If you are a healthcare professional and,
whatever your views on assisted dying,
please consider these 5 questions
1. Well over half of practising UK doctors do not want to be involved in assisted dying.
Could this create conflicts and damage working relationships in your team?
Fact: of those expressing an opinion, 58% of practising BMA doctors do not want to prescribe drugs for assisted suicide and 70% do not want to prescribe euthanasia drugs.
[Sources: BMA Survey 2020; Pressures on GPs providing assisted dying; Burden of paticipating in AD]
Between 30-50% of doctors describe an emotional burden or discomfort about participation in assisted dying.
2. Canada, Oregon, Belgium and the Netherlands have all expanded their criteria for assisted dying.
Are UK doctors ready to discuss assisted dying, regardless of the prognosis?
3. Healthcare professionals are already struggling to cope with safeguarding legislation.
Could assisted dying safeguards cause similar difficulties?
Fact: the 2005 Mental Capacity Act was a milestone in protecting decisions made by individuals with capacity and on behalf of those lacking capacity.
[Sources: House of Lords select committee; CIPOLD inquiry; Action on Elder Abuse]
More than a decade later, healthcare professionals are still finding it difficult to comply with its legal safeguards. Abuse continues of older people and people with a learning disability.
4. Assisted dying is cheaper than providing care
Is it right that assisted dying would be funded in an NHS which has to ration treatment or care?
Fact: According to a health economic assessment published by Scottish health economists in 2020, the authors claimed that “the benefits to the individual patients who choose assisted dying may in fact be outweighed by the broader benefits to society through reduced resource use and the improved potential for organ donation.”
[Source: p69 in Clinical Ethics]
Canada estimates that in 2021 assisted dying could save C$149 million Canadian Dollars (£87 million).[Source: Cost estimate for Bill C-7]
5. Individual patient choice and autonomy are important, but involving doctors to decide on assisted dying sacrifices that autonomy.
How confident do you feel at detecting subtle signs of coercion or fluctuating capacity?
Fact: Doctors do not make ‘life or death’ decisions- they advise on treatments by sharing decisions with patients.
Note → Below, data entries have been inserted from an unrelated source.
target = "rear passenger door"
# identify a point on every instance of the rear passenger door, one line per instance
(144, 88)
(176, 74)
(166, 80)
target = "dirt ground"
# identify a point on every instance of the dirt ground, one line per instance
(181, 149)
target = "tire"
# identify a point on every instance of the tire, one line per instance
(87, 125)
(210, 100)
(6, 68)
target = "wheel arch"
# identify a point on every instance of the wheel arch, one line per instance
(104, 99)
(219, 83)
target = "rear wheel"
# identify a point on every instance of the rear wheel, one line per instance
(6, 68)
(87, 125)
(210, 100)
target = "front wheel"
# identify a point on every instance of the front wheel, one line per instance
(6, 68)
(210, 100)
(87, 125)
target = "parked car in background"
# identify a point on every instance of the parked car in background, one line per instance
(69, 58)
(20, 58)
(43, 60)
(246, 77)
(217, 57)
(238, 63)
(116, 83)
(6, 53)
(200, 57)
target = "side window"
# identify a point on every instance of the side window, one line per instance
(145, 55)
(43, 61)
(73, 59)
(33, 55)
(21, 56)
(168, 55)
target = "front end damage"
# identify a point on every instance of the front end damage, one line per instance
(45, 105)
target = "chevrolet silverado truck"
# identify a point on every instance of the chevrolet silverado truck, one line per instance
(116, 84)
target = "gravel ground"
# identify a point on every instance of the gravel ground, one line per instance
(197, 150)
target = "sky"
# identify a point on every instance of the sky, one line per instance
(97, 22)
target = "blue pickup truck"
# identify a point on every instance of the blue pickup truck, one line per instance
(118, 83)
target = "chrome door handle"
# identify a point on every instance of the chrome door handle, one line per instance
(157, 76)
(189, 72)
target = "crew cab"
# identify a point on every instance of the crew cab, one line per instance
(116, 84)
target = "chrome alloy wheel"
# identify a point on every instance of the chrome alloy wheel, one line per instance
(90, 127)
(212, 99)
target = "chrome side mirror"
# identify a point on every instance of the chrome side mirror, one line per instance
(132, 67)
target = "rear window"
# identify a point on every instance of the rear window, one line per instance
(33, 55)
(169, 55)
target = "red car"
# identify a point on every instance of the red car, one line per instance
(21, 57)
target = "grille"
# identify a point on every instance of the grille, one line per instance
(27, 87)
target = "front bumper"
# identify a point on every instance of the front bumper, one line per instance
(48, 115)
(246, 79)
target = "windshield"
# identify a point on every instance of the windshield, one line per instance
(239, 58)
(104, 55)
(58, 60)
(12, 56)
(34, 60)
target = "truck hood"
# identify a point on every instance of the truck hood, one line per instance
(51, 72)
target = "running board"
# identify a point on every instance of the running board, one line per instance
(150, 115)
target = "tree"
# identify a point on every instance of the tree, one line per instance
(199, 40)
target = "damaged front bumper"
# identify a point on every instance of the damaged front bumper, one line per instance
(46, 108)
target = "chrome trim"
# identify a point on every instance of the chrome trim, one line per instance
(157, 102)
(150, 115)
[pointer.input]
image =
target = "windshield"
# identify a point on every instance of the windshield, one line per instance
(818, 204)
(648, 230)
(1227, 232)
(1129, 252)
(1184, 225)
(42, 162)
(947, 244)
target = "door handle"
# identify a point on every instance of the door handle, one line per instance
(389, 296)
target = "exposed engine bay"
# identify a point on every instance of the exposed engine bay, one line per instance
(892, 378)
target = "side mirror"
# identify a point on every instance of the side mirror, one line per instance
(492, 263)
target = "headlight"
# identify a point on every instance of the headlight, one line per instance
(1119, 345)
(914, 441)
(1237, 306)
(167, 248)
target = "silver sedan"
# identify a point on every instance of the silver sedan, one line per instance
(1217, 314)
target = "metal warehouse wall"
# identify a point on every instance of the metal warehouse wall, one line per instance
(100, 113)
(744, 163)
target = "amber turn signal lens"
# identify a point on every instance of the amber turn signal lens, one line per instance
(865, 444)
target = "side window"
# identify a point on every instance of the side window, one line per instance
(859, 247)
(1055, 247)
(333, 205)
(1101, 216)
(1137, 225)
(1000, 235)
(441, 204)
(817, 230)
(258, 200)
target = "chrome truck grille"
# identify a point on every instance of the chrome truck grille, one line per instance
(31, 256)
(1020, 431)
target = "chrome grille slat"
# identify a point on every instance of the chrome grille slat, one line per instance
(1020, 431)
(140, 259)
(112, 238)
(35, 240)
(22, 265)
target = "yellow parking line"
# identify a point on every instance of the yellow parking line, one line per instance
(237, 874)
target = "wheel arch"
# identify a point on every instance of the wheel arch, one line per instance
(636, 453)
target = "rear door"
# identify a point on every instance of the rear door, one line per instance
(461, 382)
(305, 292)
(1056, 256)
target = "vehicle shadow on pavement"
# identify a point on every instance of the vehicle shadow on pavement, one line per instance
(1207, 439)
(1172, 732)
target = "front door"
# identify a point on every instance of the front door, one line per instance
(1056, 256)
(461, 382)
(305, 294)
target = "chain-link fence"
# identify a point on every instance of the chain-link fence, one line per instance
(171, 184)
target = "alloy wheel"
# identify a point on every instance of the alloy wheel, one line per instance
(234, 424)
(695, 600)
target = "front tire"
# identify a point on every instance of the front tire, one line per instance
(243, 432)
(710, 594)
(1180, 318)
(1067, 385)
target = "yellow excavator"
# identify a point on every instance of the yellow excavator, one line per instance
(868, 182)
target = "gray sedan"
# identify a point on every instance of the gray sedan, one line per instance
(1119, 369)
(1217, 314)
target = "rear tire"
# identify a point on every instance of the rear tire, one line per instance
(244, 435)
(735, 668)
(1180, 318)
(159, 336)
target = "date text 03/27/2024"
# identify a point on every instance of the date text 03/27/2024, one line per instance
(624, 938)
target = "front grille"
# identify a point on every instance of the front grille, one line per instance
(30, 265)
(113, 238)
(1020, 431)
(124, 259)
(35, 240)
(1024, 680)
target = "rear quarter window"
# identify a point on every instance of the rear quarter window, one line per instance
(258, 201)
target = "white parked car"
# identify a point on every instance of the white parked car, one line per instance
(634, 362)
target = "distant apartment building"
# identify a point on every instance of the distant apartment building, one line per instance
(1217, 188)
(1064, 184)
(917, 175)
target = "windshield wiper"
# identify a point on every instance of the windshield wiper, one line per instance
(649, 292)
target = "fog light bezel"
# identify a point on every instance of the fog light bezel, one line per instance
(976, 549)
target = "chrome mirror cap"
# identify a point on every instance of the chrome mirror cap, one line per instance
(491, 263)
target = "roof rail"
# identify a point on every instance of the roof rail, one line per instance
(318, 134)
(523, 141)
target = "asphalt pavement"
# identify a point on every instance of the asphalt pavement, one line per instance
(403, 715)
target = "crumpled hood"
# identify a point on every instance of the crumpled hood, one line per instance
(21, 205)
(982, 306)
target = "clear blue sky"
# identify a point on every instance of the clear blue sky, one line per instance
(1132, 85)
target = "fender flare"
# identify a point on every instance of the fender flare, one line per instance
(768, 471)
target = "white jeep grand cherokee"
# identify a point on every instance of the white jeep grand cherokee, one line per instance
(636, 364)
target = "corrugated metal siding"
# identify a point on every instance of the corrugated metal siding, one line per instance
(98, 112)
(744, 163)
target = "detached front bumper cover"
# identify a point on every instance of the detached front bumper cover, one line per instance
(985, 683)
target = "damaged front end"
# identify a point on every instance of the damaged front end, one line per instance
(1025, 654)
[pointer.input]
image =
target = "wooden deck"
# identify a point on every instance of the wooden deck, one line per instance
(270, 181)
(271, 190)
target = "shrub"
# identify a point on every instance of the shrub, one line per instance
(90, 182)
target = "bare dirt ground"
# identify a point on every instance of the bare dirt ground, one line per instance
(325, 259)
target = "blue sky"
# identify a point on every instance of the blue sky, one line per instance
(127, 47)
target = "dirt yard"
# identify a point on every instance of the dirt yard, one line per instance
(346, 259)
Judges, such as those in the Court of Protection, are trained in making objective and accountable assessments about an individual's request to have their life ended. In addition, judges are trained to correct legal errors.[Source: Role of doctors in assisted dying; Court of Protection; Whistle blowers]
Keep Assisted Dying Out of Healthcare
Is committed to achieve, for all:
Real and transparent separation of healthcare and assisted dying
Professionals caring for your health will only influence that aspect of care.
Decisions made with you about assisted dying will be the remit of the legal system
A real NHS
Real pressure to achieve better access to palliative care support and care
Real dignity and compassion
Individuals can continue to choose their preferred place of care
Fair treatment for those who do not have their own voice
Respecting individuals' wishes in a compassionate and considered way
Is there an alternative?
If assisted dying is allowed the answer is:
Court Authorised Assisted Dying
1) Have decisions made by the courts (who would order the required drugs)
2) Make the UK the first in the world to provide scrutiny during the decision-making process.
3) Be outside mainstream clinical care
4) Ensure medical reports are only about the patient's medical condition
5) Enable healthcare professionals to opt-in as opposed to having to opt-out
Assisted dying should not be part of mainstream
If society and parliament decide that mentally competent adults should receive assistance to end their lives at their request, there are no practical reasons to involve doctors. Removing the legitimising role of the medical profession would expose the discriminatory assumptions behind using illness and disability (or any protected characteristic) as eligibility criteria—forcing more honest discussions about the practical challenges and ethical trade-offs.I.